The Apple iOS 8.3 will be implementing new emojis that are more racially diverse in response to a petition complaining about the lack of race represented by the limited options in the previous software. A reported 300 emojis will appear when the users update their phones. Not only this, but a skin-tone modifier is also being developed. Many people are praising this decision and some of my friends are “really excited” for it, but I remain indifferent. Emojis have no need to go beyond the emoticons and the poop emoji. They do the job of capturing the emotions of any given moment, so why does anyone need emojis that tell my friends I’m slightly annoyed at them while also making sure they know I’m Asian? Does it also matter if I’m Asian when I want to tap dance or when I want to give a thumbs up?
Don’t get me wrong, I strongly believe in an inclusive environment. This means love and compassion for everyone, despite their cultural background, race or religion. No one should be discriminated because of skin colour. However, while Apple is responding diligently to what people want, they’re unintentionally setting up further barriers that are labelling people based on their skin colour. They confirm that society still tends to label people as “black,” “yellow,” “white,” etc. If we want to fight racism, we should stop talking about skin colour to ensure it doesn’t define us. Disagreeing with the addition of these emojis doesn’t mean racism is tolerated and that representation of minorities are condemned. It simply means that there are many other and better ways of representing people than by the hue of an emoji’s skin. It’s also crucial to differentiate race from racism. We must think about how the notion of racism will change if people stopped talking about race. Not to mention, pinpointing different races can lead to overly used stereotypes that I’m sure we’re all tired of.
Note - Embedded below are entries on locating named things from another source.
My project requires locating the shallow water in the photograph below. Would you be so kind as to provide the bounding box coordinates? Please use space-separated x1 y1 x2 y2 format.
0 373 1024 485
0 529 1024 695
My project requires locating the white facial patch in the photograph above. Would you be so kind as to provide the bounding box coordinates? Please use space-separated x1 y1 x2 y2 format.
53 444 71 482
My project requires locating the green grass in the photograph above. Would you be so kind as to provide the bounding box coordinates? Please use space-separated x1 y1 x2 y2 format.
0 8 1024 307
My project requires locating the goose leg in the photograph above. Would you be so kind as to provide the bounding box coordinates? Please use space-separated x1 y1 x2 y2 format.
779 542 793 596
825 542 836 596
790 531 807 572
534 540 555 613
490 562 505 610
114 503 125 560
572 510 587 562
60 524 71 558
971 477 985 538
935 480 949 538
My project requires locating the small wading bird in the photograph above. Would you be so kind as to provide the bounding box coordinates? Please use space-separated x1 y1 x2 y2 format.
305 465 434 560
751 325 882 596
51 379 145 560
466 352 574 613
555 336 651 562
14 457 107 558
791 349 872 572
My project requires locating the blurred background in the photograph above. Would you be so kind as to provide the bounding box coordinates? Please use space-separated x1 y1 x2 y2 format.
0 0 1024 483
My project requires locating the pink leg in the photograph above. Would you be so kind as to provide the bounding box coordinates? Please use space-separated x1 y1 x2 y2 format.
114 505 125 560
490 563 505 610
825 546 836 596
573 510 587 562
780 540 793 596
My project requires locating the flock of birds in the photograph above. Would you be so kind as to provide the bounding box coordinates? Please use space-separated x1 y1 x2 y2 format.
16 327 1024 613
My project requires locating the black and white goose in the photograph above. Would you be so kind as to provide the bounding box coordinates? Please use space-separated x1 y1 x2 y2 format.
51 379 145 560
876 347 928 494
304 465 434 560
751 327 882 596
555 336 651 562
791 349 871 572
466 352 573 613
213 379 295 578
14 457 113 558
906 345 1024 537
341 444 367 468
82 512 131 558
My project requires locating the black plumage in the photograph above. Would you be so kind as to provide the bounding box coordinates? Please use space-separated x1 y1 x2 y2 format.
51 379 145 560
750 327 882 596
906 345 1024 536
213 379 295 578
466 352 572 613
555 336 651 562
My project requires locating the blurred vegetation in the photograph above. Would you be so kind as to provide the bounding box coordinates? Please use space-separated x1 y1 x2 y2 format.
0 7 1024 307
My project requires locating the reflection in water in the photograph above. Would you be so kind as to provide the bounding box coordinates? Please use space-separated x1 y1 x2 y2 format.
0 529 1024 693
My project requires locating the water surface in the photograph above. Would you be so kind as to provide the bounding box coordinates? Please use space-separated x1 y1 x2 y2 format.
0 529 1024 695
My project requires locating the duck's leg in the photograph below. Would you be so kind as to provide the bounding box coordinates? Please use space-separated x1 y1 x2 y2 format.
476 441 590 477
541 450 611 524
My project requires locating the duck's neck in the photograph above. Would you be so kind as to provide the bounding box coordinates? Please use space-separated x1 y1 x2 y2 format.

We need to start embracing diversity differently. I’m a student with major loans who prefers tea over coffee, hates math and is half an extrovert/introvert. I don’t need to also mention that “I’m an Asian” for all those things to be true, and even if I did, it wouldn’t matter. It wouldn’t make a difference because so many other things define me. We need to start asking ourselves how much of a difference race makes when it comes to identifying ourselves. Sure, it must play some part in our identity, but we need to focus on encouraging inclusiveness in a less problematic way, in a way that doesn’t endorse racism. On the same note, in what context would people use those racially diverse emojis anyway? We can’t guarantee that they won’t be used in any offensive way. As someone living in a tech-based age where communications is basically hieroglyphics again, I can confirm that emojis can convey inappropriate messages.
An inspiring attitude towards this issue is accurately portrayed in an interview with Morgan Freeman back in 2005, where Freeman called the concept of a Black History Month to be “ridiculous.” He illustrates that we shouldn’t be tagged with an identifier such as “black man” or “Jewish man” in order to stop racism. Freeman says that the method to condemn racism is to “stop talking about it,” with “it” pointing to race and not racism. As long as races exist, so will racism.
We either need emojis that don’t divide people based on race, or we need no emojis at all. Instead of spending time on creating something that is slightly offensive and counter-productive, I wholeheartedly give Apple consent to develop the taco, middle finger (with the skin colour being something obscure like lime green) and multi-coloured poop emojis. Perhaps re-evaluating our reactions towards these new emojis will inspire new outlooks towards race and racism, and lead to even more inclusive behaviour on campus and everywhere else.